I can imagine him shuffling his way up a minaret to recite the adhan like the muezzins did of old. The reality is of course much less embellished and much more modern. Like the Muslim X-factor, he stands in front of a microphone placed on top of a Persian rug smelling of dust, feet and musk, a sea of worshippers gathered behind waiting for their conductor to begin. The speaker phone crackles to life, he silences the congregation gathered at the mosque with a single, authoritative cough. He clears his voice, pauses, and the following words in Arabic blossom from his mouth:
Ashhadu anla ilaha illa llah
Ashhadu anna Muħammadan Rasulullah
La illaha illallah!”
In English, it simply means:
“God is great!
There is no God but God
and Muhammad is his messenger.
Come to prayer!
Come to success!
God is great!
There is no God but God!”
Whilst my life revolves around the digital chime of my iPhone and the tick-tock of my watch, his life is bound by his dedication to God. The simple obedience of praying on time, somewhat of a massive feat if you know anything about Muslim Standard Timing, leaves me in awe at his dedication. Prayer is the foundation, the mighty pillars which prop up the skeleton of his faith. Whether it’s the inevitability of being young and idiotic or being too ambitious, my work life is the scaffolding which has taken over mine.
The only time you don’t hear his voice is during the morning prayer. It begins so early, the poor man would probably be arrested for disturbing the tranquility of the neighbourhood. But there’s no doubt his forehead touches the carpet of the mosque affectionately every morning as he prostrates, just as you can surely find me sleeping in the warm sanctuary of my bed as the birds outside my window tweet at me, urging me to do as he does. “Get out of bed you lazy sh*t, if he can do it, why can’t you?” Why can’t I indeed?
It’s the evening now, and the sun-blushed sky has cast a rosy glow on the concrete pavements. The sun is making her quick descent home, plunging into the sprawling mosaic of houses, church spires and mosque minarets which look like miniature Lego bricks in the distance. It’s rush hour. Headlights. Horns honking. Punjabi music blaring. The smell of smoke, exhaust pipes, and fried onions sits in the air. It’s all chaos outside. That’s when the old man brings order in the dwindling twilight hours by reciting the adhan.
To some it sounds like just another voice to add to the layers and layers of chaos enveloping passers by. But today, his words cut through the air, sharp and heavy. His husky voice shakes as he elongates each syllable, Arabic words married with the phonology of the sub-continent. Over fourteen centuries of Islamic tradition are bound and wrapped in each of those letters from when the first muezzin, Bilal, stood under the fierce blazing sun of Arabia to call Muslims to prayer. Compared to the velvety voices of the young muezzins who hail from other mosques across the city, his voice is like the scent of mothballs my grandmother used to pack in her suitcases she brought from Pakistan; old, familiar and strangely comforting.

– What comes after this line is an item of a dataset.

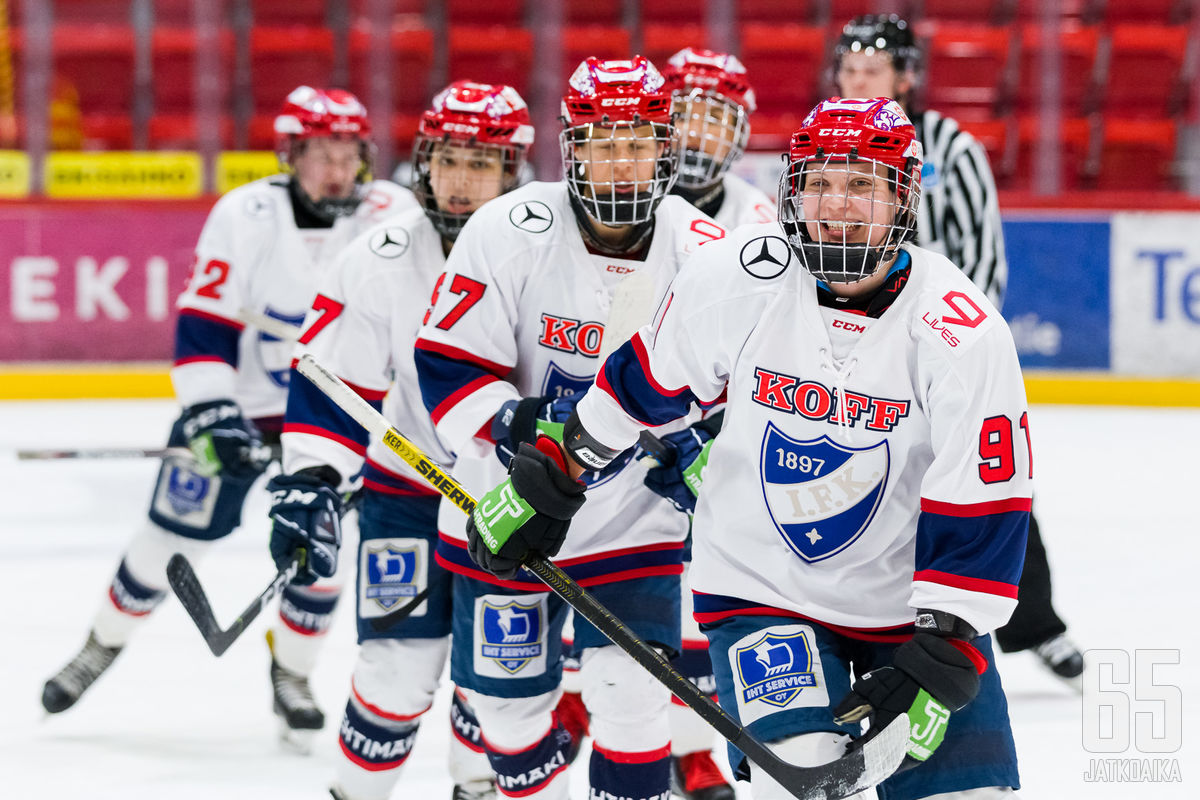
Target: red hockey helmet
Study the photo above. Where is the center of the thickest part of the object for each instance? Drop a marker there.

His voice silences the internal cacophony in my mind about work, relationships, family matters, things which occupy the mind of many twenty-something adults. A fleeting moment of tranquility hovers over me like the dust that covers the spines of my books, and I’m left standing still for a second to soak it all in.
The whoosh of a car hurtling past brings me back, and I have to remind myself that I’m not standing in the holy city of Makkah or Jerusalem, but Bradford: a sacred, hustling, bustling city in the north of England, where divinity is found in seemingly unremarkable moments in the here and now.